Needless to say, looking at the SLS files at the point indicated has so far been fruitless.
Some examples:
[myhost.example.com] sudo: salt-call --local state.highstate
[myhost.example.com] out: sudo password:
[myhost.example.com] out: [CRITICAL] Rendering SLS 'base:dulcia' failed: while parsing a block node
[myhost.example.com] out: did not find expected node content
[myhost.example.com] out: in "<unicode string>", line 148, column 17
[myhost.example.com] out: local:
[myhost.example.com] out: Data failed to compile:
[myhost.example.com] out: ----------
[myhost.example.com] out: Rendering SLS 'base:dulcia' failed: while parsing a block node
[myhost.example.com] out: did not find expected node content
[myhost.example.com] out: in "<unicode string>", line 148, column 17
Another:
[otherhost.example.com] sudo: salt-call --local state.highstate
[otherhost.example.com] out: sudo password:
[otherhost.example.com] out: [CRITICAL] Rendering SLS 'base:dulcia' failed: did not find expected comment or line break
[otherhost.example.com] out: local:
[otherhost.example.com] out: Data failed to compile:
[otherhost.example.com] out: ----------
[otherhost.example.com] out: Rendering SLS 'base:dulcia' failed: did not find expected comment or line break
Yet another:
[host-3.example.com] sudo: salt-call --local state.highstate
[host-3.example.com] out: sudo password:
[host-3.example.com] out: [CRITICAL] Rendering SLS 'base:sftp' failed: while parsing a block node
[host-3.example.com] out: did not find expected node content
[host-3.example.com] out: in "<unicode string>", line 235, column 17
[host-3.example.com] out: local:
[host-3.example.com] out: Data failed to compile:
[host-3.example.com] out: ----------
[host-3.example.com] out: Rendering SLS 'base:sftp' failed: while parsing a block node
[host-3.example.com] out: did not find expected node content
[host-3.example.com] out: in "<unicode string>", line 235, column 17
[host-3.example.com] out:
Or even
[host-3.example.com] sudo: salt-call --local state.highstate
[host-3.example.com] out: sudo password:
[host-3.example.com] out: [CRITICAL] Rendering SLS 'base:sftp' failed: did not find expected alphabetic or numeric character
[host-3.example.com] out: local:
[host-3.example.com] out: Data failed to compile:
[host-3.example.com] out: ----------
[host-3.example.com] out: Rendering SLS 'base:sftp' failed: did not find expected alphabetic or numeric character
[host-3.example.com] out:
I'm at a complete loss on this, and it's more than tricky to debug, because more than half the time it doesn't happen.
so the good news. all of these errors are yaml rendering errors not jinja. they could be caused by jinja rendering but the jinja is finishing it's render cycle without throwing an error. Most likely some value is not getting set to what you think it is. or jinja is not pulling the right value when it should be. maybe a pillar variable is not being set in the masterless config that should be and then on next run it is set. or pillar is taking to long to render.

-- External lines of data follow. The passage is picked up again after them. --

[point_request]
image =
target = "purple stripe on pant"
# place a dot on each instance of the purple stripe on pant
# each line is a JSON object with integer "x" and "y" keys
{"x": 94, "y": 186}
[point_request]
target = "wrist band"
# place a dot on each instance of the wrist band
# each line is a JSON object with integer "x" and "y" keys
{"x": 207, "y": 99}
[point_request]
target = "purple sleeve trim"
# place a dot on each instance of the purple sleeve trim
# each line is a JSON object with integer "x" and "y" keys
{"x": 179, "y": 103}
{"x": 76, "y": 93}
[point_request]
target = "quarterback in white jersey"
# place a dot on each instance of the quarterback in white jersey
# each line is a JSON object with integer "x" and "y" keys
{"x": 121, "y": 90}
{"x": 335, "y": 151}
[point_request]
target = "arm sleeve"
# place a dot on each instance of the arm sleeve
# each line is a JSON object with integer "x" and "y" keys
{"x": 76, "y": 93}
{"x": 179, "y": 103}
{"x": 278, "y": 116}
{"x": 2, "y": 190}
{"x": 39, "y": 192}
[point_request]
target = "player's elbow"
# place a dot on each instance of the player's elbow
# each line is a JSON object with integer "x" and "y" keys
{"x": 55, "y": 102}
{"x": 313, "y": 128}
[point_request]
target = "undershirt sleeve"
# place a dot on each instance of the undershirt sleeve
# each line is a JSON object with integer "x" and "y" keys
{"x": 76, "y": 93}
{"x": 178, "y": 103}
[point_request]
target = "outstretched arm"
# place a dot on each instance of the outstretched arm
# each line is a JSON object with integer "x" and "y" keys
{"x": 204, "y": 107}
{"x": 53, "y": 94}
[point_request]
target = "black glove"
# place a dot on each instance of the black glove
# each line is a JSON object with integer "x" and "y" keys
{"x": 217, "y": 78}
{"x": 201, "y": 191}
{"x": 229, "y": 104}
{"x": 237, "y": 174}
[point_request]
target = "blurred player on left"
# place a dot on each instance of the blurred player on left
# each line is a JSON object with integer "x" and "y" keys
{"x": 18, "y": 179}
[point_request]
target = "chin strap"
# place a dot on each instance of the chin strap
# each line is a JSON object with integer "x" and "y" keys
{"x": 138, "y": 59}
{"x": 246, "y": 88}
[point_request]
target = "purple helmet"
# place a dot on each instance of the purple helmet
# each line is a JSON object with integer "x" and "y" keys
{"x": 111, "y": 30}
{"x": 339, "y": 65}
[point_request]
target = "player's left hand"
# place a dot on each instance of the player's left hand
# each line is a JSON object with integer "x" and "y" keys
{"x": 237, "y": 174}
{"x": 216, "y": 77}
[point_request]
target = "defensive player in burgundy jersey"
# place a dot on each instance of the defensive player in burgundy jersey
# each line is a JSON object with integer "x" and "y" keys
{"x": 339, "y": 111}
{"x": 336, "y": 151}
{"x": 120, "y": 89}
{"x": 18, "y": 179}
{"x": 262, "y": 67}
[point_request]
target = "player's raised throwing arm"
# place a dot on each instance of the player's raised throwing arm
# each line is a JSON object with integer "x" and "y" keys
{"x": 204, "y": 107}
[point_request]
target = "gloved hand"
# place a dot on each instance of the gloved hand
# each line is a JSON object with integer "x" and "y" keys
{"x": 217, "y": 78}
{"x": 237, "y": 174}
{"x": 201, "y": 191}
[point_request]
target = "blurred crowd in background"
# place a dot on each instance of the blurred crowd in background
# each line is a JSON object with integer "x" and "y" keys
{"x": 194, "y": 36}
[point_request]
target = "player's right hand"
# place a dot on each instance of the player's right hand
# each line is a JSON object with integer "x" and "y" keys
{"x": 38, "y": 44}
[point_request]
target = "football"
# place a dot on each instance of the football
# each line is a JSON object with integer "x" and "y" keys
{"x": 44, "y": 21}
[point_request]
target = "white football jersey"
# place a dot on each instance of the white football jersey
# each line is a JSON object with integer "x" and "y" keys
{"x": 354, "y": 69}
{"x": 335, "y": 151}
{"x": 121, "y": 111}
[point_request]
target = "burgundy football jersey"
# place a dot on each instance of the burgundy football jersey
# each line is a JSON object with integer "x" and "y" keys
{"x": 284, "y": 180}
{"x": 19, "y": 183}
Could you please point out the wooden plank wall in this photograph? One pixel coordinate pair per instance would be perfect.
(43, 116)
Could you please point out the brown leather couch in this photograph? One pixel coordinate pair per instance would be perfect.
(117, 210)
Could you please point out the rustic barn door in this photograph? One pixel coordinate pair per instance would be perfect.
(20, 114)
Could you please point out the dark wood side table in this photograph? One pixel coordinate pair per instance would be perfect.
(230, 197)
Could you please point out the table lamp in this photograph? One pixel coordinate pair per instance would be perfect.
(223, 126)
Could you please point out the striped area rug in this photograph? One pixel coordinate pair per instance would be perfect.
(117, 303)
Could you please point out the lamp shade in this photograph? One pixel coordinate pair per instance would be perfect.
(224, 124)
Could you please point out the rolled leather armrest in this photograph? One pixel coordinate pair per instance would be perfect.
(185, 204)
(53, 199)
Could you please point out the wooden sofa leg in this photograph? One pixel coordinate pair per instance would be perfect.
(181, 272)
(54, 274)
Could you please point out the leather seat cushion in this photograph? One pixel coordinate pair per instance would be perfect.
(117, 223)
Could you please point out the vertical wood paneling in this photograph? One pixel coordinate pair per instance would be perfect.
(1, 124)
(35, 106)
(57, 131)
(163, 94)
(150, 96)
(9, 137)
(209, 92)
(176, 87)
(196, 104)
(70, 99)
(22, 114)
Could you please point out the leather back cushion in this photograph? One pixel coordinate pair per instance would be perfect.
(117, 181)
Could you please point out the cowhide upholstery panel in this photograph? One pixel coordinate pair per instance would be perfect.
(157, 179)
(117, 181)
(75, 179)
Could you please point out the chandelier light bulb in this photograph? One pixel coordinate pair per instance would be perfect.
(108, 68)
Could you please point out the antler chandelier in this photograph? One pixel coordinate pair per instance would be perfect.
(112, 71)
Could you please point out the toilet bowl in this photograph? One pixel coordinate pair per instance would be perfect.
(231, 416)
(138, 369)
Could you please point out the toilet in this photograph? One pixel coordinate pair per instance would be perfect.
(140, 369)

The easiest way to start debugging this is to start rendering the jinja and validating the resulting yaml. This can be done with slsutil.renderer
salt-call slsutil.renderer salt://sftp/init.sls default_renderer=jinja
Since the problem is intermittent you are going to have to keep rendering the states that seem to fail most often over and over until they fail. maybe try after a long pause and before running a high-state.
Another thing that can help is inserting logging into jinja. this can be done with simple {% do salt["log.info"]('string to log') %} I find this can be useful in issues where the jinja isn't rendering right.
also run the highstate with -l debug. it will show the rendering of each yaml file as it goes through. so you can see what is happening and see the errors as they are happening.